Volume mostly. You can handwave all kinds of stuff when you numbers get big enough. Nameless bots and scammers look just as good on the big boys bottom line and their impact on "actual" customers is assuaged by posts saying they banned x many accounts. They can get by with ignoring it all doing a pr post and maybe sucking up some obvious candidates via some automated tooling. Paying actual people- nah. It's counter productive to the line go up on a quarterly report. I had plenty of GM tickets on wow just get closed. I and most of guild ended up quitting because the game got aids, but none of them ever quit after Blizz "the small indy company" completely botched or ignored their ticket/report.
Now i expect that the m&m population will be actually be small enough at the start that customer service can't be just a line item. It's telling that they've been talking up their CS dashboards and tools for a bit now. That's going to have an outsized influence early on. Especially if they mean to enforce their ingame camp rules etc.
Not that I particularly expect it to happen, but on the off chance it is a huge success- scaling that is going to be rough.
The idea that billion-dollar studios with legal departments, proprietary anti-cheat tech, full-time security engineers, and direct relationships with platform holders are just sitting there twirling their mustaches choosing not to ban bots is peak Reddit brain. They don't "choose not to." They fight it constantly and still lose ground because it's an arms race and botters constantly adapt. They spoof hardware IDs, virtualize, rotate IPs, human-assist, test enforcement patterns, etc. They operate like businesses because they quite literally
are businesses. Most of these operations are located in India, Russia, China, etc. where they make more money bot farming than they do wanting to jump out of a window by working at a Foxconn plant.
If Amazon, Blizzard, Jagex, Pearl Abyss, etc. - companies with
actual infrastructure and dedicated anti-fraud teams struggle to contain it, what exactly is the plan for a small indie MMO team asking for funding to hire their first full-time staff?
"Trust us bro, we'll handle it, police it, and enforce it 24/7." With what? Two Discord mods?
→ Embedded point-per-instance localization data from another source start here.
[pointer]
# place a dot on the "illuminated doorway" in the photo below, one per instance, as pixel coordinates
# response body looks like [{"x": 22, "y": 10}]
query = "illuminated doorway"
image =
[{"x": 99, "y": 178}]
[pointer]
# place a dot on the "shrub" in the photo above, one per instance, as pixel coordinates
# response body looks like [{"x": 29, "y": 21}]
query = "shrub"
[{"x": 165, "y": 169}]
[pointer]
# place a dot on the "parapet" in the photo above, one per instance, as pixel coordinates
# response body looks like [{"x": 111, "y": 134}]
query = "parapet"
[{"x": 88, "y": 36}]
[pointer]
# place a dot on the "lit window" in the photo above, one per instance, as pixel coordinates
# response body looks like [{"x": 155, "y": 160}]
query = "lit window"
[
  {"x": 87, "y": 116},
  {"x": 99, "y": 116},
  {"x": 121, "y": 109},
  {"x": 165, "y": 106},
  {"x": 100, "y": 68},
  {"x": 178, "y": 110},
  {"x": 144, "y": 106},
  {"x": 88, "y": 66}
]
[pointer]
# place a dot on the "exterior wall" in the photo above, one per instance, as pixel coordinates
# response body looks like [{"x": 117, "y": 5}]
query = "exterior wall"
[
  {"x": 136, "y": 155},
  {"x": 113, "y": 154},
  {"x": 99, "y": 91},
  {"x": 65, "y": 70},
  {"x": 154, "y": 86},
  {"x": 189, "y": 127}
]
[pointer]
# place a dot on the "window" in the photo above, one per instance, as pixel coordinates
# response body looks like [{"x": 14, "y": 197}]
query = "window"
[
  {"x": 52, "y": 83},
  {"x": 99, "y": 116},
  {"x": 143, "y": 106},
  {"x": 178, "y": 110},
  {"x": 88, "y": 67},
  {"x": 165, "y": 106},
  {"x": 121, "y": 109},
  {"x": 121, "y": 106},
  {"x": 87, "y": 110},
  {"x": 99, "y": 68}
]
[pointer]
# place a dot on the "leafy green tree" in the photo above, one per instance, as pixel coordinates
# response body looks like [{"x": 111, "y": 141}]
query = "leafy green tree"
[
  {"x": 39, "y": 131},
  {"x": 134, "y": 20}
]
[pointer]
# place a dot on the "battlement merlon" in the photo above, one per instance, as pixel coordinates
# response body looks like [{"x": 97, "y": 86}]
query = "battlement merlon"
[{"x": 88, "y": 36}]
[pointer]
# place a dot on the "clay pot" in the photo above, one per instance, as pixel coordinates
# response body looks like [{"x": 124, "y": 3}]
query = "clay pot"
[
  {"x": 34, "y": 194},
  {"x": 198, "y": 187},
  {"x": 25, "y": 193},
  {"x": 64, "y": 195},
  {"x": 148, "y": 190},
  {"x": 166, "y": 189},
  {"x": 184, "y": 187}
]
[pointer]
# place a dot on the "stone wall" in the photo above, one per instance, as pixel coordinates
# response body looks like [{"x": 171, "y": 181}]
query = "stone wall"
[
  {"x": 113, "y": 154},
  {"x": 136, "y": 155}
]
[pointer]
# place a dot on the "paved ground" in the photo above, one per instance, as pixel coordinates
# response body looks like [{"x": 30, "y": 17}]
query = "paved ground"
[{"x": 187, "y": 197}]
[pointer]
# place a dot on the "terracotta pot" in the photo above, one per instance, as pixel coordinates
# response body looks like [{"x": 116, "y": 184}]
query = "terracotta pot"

You can believe big studios sometimes tolerate gray-market behavior for monetization reasons. That's a fair conversation. But pretending they could fully eradicate botting at scale and just choose not to is naive. It ignores the technical reality of how sophisticated modern RMT operations are. If your argument is that a small team will somehow out-police multinational studios because they "care more"... well I guess that's par for the course in the blind faith optimism (delusion) so many seem to share here.
And when the first mage army is camping every high-value spawn 24/7, I'm sure we'll hear how it's actually part of the "old school experience."